In geography, temperate or tepid latitudes of Earth lie between the tropics and the polar regions.[1] The temperatures in these regions are generally relatively moderate, rather than extremely hot or cold, and the changes between summer and winter are also usually moderate.

However, in certain areas, such as Asia and central North America, the variations between summer and winter can be extreme because these areas are far away from the sea, causing them to have a continental climate. In regions traditionally considered tropical, localities at high altitudes (e.g. parts of the Andes) may have a temperate climate.

Zones and climate

The north temperate zone extends from the Tropic of Cancer (approximately 23.5° north latitude) to the Arctic Circle (approximately 66.5° north latitude). The south temperate zone extends from the Tropic of Capricorn (approximately 23.5° south latitude) to the Antarctic Circle (at approximately 66.5° south latitude).[2][3] The cooler or warmer parts of the temperate zone may be referred to as 'subtemperate'.

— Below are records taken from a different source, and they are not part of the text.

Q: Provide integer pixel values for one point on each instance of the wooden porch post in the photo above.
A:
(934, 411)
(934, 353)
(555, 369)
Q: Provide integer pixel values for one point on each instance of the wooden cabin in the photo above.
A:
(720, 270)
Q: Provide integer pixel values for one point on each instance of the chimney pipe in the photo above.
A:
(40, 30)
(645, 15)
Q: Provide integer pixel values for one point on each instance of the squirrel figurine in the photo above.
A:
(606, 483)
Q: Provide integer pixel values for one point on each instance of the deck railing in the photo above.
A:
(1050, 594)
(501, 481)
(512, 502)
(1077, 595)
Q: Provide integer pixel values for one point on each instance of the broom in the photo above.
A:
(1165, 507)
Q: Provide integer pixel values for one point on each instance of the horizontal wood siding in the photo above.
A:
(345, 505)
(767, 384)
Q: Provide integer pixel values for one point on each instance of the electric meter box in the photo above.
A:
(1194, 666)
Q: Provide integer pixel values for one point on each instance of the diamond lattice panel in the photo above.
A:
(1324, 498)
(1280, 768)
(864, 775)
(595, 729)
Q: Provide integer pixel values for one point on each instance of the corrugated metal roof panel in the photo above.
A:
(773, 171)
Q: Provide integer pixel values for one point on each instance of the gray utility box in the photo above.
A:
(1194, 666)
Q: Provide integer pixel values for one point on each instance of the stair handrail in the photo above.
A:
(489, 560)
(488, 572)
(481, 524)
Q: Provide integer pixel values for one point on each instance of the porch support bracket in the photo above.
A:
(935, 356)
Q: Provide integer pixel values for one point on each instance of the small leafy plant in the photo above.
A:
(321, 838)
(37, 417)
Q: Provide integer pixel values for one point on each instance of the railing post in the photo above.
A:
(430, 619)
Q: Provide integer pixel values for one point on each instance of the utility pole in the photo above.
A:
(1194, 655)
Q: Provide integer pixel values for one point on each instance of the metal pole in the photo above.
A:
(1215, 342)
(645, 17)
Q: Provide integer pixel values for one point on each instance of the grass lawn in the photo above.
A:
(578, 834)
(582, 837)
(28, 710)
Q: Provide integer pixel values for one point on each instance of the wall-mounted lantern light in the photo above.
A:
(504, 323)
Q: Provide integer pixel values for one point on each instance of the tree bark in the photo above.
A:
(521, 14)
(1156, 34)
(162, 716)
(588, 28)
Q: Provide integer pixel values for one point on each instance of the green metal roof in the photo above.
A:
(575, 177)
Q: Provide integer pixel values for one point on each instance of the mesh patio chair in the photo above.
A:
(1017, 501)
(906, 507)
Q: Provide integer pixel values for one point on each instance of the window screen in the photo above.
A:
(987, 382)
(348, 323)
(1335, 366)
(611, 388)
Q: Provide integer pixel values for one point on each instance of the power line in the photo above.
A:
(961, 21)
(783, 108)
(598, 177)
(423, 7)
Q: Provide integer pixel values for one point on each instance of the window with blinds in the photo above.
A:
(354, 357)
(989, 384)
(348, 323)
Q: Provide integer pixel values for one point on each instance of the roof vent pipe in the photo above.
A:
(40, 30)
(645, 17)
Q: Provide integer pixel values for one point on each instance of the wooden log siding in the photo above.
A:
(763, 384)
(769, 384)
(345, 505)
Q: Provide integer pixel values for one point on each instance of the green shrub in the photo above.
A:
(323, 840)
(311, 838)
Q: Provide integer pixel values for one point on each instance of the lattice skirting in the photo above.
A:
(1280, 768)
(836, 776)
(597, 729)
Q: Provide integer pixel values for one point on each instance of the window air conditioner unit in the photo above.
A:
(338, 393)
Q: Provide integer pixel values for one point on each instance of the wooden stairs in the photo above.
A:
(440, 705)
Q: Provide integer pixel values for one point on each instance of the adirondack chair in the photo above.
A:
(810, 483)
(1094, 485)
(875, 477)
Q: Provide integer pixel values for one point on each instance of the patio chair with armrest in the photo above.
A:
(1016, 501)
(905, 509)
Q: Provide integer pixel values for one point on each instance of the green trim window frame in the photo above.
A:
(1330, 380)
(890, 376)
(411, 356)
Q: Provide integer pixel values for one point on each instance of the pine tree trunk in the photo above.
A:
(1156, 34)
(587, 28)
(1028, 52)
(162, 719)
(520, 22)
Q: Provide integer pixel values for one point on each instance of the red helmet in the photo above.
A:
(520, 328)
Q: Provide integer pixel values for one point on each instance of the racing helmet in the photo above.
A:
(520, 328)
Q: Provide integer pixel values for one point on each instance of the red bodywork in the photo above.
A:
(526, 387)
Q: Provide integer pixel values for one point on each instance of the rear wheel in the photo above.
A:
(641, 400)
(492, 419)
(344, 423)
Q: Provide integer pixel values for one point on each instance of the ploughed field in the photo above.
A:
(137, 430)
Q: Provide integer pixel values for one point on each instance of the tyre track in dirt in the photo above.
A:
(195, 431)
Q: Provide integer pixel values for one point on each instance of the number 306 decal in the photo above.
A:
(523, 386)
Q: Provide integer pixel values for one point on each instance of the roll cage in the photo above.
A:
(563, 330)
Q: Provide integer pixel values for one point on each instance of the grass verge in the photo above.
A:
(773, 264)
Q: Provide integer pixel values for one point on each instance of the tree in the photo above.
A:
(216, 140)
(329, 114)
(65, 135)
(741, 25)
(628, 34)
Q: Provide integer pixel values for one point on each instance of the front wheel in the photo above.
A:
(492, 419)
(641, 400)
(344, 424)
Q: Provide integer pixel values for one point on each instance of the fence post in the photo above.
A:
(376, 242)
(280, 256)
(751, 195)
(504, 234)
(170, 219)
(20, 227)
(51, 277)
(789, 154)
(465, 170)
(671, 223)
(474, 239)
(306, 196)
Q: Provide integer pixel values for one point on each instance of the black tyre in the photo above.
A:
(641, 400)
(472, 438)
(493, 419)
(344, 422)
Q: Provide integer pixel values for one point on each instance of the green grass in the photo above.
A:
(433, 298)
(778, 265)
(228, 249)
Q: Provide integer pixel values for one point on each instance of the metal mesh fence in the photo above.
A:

Temperate climate also broadly includes subtropical climate variants: subtropical semidesert/desert, humid subtropical, oceanic subtropical and Mediterranean climate. However, typically temperate climate is one of the world's five climate zones (besides the polar, subpolar, subtropical, and tropical zones).

The maritime climate is affected by the oceans, which help to sustain somewhat stable temperatures throughout the year. In temperate zones the prevailing winds are from the west, thus the western edge of temperate continents most commonly experience this maritime climate. Such regions include Western Europe, and western North America at latitudes between 40° and 60° north (65°N in Europe).

Continental, semi-arid and arid are usually situated inland, with warmer summers and colder winters. Heat loss and reception are aided by extensive land mass. In North America, the Rocky Mountains act as a climate barrier to the maritime air blowing from the west, creating a semi-arid and continental climate to the east.[4][5][6] In Europe, the maritime climate is able to stabilize inland temperature, because the major mountain range – the Alps – is oriented east-west (the area east of the long Scandinavian mountain range is an exception).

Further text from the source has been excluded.